Bu hafta Gaziantep’ten yayın yapan ÜLKE TV’den Mustafa Yıldız’ın moderatörlüğünü üstlendiği ‘5. Gün’ programında Gazeteci Murat Özer ve Dr. Tacettin Kutay skandal sözlerle ilgili reaksiyon gösterdi.
“BU NASIL BİR ZİHİN DÜNYASIDIR, NASIL BİR ÇARPITMA”
Gazeteci Murat Özer’in İmamoğlu’nun yakışıksız algı operasyonuna reaksiyonu şu biçimde;
Sayın İmamoğlu’nun tabirleri ortasında o denli bir kelam vardı ki bu kabul edilebilir bir şey değil. Bunu neye dayanarak söyledi bunu bilmemizin imkanı yok. Biliyorsunuz şu ana kadar tüm cenazeler tek tek parmak izi alınıyor, fotoğrafları çekiliyor, DNA örnekleri alınıyor ve ailelerine teslim ediliyor. Sahibi çıkmayan olursa da onlar numaralandırılarak onlar bu biçimde kayıt altına alınıp defnediliyor. Lakin Ekrem İmamoğlu şu anda enkasın altında 10 binlerce insanımızın olduğunu söz etti. Bunu anlayabilmenin imkanı yok. Bu nasıl bir zihin dünyasıdır, nasıl bir çarpıtmadır.

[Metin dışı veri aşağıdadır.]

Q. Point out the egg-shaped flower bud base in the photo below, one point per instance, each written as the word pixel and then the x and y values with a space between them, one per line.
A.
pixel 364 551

“1999’DA DEVLETİN ÇÖKTÜĞÜNÜ GÖRDÜK”
1999 sarsıntısında kendi zihniyetiniz iktidardaydı ve devletin bütün kurumlarıyla çöktüğünü o gün gördük. Şu an resmi sayılara nazaran Adapazarı zelzelesinde vefat edenlerin sayısı 20 bin ancak bütün bölge halkı biliyor ki vefat edenlerin sayısı 40 binin üzerinde. Bütün yaralılar Cumhurbaşkanı Demirel geldiğinde de fotoğraflar ortada beşerler ağaçların altında kaldırımlarda ellerinde kollarında serum takılı kan revan içinde yerlerde yatıyorlardı. Periyodun Başbakanı Bülent Ecevit geldiğinde de tıpkı biçimde görüntü buydu.

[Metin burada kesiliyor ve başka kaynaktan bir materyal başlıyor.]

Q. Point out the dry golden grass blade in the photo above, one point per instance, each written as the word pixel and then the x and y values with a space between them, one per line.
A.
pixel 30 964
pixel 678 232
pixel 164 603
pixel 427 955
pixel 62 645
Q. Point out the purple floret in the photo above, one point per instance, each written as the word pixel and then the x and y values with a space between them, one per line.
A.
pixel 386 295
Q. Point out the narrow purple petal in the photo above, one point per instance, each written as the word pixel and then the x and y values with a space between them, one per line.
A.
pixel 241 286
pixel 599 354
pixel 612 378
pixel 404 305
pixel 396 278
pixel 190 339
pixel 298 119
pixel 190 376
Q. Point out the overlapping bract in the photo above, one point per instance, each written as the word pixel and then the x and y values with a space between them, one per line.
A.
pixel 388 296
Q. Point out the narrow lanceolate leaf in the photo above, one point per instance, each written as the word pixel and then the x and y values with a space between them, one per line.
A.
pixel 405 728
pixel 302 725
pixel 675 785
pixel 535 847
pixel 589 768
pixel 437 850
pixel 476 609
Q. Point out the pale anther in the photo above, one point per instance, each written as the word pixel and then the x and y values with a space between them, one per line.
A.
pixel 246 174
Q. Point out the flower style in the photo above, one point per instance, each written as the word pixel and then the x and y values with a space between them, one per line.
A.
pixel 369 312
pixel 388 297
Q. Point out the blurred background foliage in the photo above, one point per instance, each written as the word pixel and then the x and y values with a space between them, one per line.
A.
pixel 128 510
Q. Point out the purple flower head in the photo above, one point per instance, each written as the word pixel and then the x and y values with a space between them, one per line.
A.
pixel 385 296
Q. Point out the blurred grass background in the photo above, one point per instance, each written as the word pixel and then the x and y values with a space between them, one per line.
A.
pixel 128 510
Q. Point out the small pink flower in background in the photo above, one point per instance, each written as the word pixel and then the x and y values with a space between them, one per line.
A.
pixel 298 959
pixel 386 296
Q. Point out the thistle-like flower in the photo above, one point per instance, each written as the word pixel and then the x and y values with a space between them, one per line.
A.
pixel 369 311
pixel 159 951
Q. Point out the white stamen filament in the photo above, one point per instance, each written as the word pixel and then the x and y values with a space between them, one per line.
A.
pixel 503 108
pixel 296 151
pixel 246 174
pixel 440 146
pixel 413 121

ASRIN FELAKETİNDE KENT HASTANELERİ, HAVALİMANLARI VE THY FARKI
Bugün 15 milyonu etkileyen sarsıntı bölgesinde tek bir yaralının dahi enkazın üzerinde bırakıldığını görmedik. Hepsi bu muhalefetin istemediği kent hastanelerine götürülüp tedavi ettirildi. Bu muhalefetin istemediği AK Parti periyodunda kurulan 50’den fazla havalimanlarından THY ile 400 binden fazla depremzedeyi hala tahliye etmeye devam ediyor. O açıdan gerçek bu.

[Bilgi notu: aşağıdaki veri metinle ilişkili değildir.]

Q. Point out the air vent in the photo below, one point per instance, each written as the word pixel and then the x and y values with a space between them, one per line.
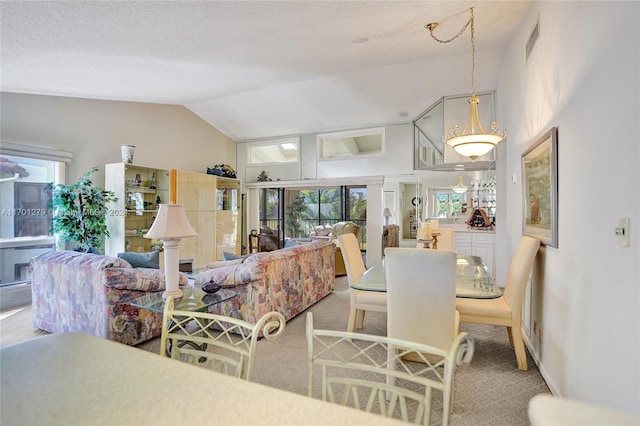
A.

“AMAÇLARI DEVLETİN GÜVENİLİRLİĞİNİ SARSMAK”
Zaman vakit cenazelerimize ulaşacağız ancak bu sayıların 10 binlere ulaşmayacağını bölgede yıkılan binaların sayısından da gerçekte biliyoruz. Şuanda yapmak istedikleri şey devletin vermiş olduğu resmi bilgiyi tıpkı öbür bütün ögelerde olduğu üzere karalayıp devletin üzerindeki güvenilirliği sarsmaya çalışıyorlar. Devletin verdiği bilgilerin tamamı son derece hazırlanıyor, hastanelerden vefat raporları hazırlanıyor. Enkaz kaldırma faaliyetleri esnasında savcılarımız enkazın başına misyon yapıyor.
“BU YAPTIKLARI BERBATLIKTAN UTANÇ DUYUYORUM”
Depremlerde ortaya atılan “tecavüz” üzere pek çok yakışıksız argümanlara da reaksiyon gösteren Özer “Bölgenin bir çocuğu olarak da söylüyorum. Bu yaptıkları berbatlıktan utanç duyuyorum. Nefret ediyorum ve bütün bölge halkının da Malatyalısının da Adıyamanlısının da, Urfalısının da, Maraşlısının da, Anteplisinin de en şiddetli bir biçimde bu adama reaksiyon göstermesini istiyorum. Zira bunlar tek değil. Bunlara reaksiyon vermeyince bunlar bu türlü cozuttular. Bir hafta evvel de öbür bir yerin sanayi odası lideri (Kocaeli Sanayi Odası Ayhan Zeytinoğlu) dedi ki “Bunlara sadaka verin, bunları şehirlerinize sokup da onlara iş vermeyin” dedi depremzedeler için. Derhal istifa etmeli. benim bölgemin beşerinin sen neyinden rahatsızsın. Kürt olmasından mı, Arap olmasından mı, Türkmen olmasından mı, Alevi olmasından mı, Sünni olmasından mı?” dedi.